Let them dismiss that as semantics though. There is a more critical issue.

New South Associates is a highly respected cultural resource management firm. Many regard them as the Southeast’s gold standard for geophysical services like ground-penetrating radar. Kudos to the City for contracting with New South to handle this work, both at Vick Cemetery and, earlier, at the private Farmer family cemetery at the corner of Kenan and Pine Streets downtown (a project no one had to beg them to do.) 

However, for all the expertise it brings, New South is operating at a glaring deficit here: its “additional guidance” on “next steps” comes with no input from or critique by Vick’s essential stakeholders, the descendant community.

Nearly everything we know about the history of Vick Cemetery comes from the collective memories of its descendant community and the six years of my research as documented in Black Wide-Awake. It is we who have cried out for years that graves lie in the public right-of-way and must be located and protected. It is we who have pulled back the curtains on the repeated abuses the City has heaped upon the bones of our ancestors. Yet, even as our fearful prophecies have manifested, we remain shut out of discussion and decision-making about our own dead. The City stands mute, ignoring our pleas for information and demands for inclusion. And New South, under contract to the City, cannot talk out of school.

Whose graves are these? How many others lie next to the road? Who authorized excavation in the ditch? In Odd Fellows Cemetery?

New South and the City will decide what is best for Vick. They will cover up, or move, or whatever, the grave markers broken on December 10, and you and I will find out about it when they feel like updating their webpage to tell us. When it comes to decisions impacting our sacred spaces, Wilson moves in silence. In darkness. Undercover. Black Wide-Awake and Lane Street Project, however, will continue to train a sharp and steady white light on Vick Cemetery and on every person who claims a superior right to decide its future — or who hangs back and lets others exclude us.

Lane Street Project: S6 D1 is in the books!

An enthusiastic thank you to the crew that opened Season 6 of Lane Street Project’s cemetery cleanups yesterday! Workday 1 is in the books!

On a warm, overcast morning, volunteers focused on cutting and clearing wisteria sprouts that sprang up inside the tree line in the off-season. This is critical to prepare for future work at Odd Fellows. Special thanks to newly elected District 6 council member Eduardo Herrera-Picasso, who looked, listened, and learned — and got to work with a string trimmer!

The next volunteer opportunity comes on Martin Luther King Jr. holiday — Monday, January 19! There’s work for everyone, of every ability, and we welcome all!

WE CARE!

Installation by Jen Kehrer. Photo courtesy of Olivia Neeley.

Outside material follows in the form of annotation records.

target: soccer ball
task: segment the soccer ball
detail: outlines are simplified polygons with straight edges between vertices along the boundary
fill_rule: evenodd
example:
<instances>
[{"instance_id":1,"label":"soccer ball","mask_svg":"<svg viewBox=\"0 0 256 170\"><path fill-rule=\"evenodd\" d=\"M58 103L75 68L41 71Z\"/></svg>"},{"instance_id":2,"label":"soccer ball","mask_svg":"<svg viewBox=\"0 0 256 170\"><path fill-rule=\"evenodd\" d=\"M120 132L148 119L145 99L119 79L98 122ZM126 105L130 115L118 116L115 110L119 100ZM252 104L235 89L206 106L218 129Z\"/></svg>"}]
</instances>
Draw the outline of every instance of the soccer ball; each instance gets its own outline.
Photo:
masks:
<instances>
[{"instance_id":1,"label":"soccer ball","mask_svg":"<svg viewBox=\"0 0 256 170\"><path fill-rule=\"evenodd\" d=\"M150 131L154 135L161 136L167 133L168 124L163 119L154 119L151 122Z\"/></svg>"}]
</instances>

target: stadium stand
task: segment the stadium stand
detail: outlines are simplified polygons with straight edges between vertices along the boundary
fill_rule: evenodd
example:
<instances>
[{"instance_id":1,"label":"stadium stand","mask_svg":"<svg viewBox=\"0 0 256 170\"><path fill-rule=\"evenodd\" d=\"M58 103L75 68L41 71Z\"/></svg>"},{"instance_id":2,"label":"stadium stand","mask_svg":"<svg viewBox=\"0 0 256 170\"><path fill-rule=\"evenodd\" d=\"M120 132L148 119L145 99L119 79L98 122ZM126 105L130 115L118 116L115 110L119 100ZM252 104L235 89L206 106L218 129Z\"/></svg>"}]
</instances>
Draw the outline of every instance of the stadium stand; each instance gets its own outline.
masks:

Lane Street Project: thanks again, homeschoolers!

In thanks for their dedication to caring for Odd Fellows Cemetery and learning from elders about the history of their community, I created Children of Lane Street Project badges for the young preservationists of the Homeschoolers Honoring Ancestors chapter of Tarheel Junior Historians.

Yesterday morning, Senior Force members Castonoble Hooks and Briggs Sherwood were on hand at the students’ regular library visit to award their badges. A big thanks to all the H.H.A. kids — and their parents, for nurturing their curiosity and love of history and inviting us to today’s ceremony!

 

Lane Street Project: congrats and gratitude.

I didn’t recognize the phone number, but I answered anyway. I was in a bit of a rush, heading into Home Depot for something or other. The caller was Chris Facey. He’d just started a residency in Wilson with Eyes on Main Street, and Jerome De Perlinghi had suggested he talk to me. I didn’t know it yet, but I was talking to the man who would, while forming an indelible bond with Castonoble Hooks, capture so many beautiful, joyful, sorrowful moments along Lane Street Project’s journey.

I’m so proud that Chris’ work has been included in the Griffin Museum of Photography’s Evidence of Existence on-line exhibit. Chris captured this image during Lane Street Project’s second season — the shaft and pyramidal cap of Henry Tart’s obelisk gleaming dully in a wisteria-draped glade.

Chris has brought honor and recognition to our ancestors. We thank him for his gifts of “art and record” and wish him multifold blessings.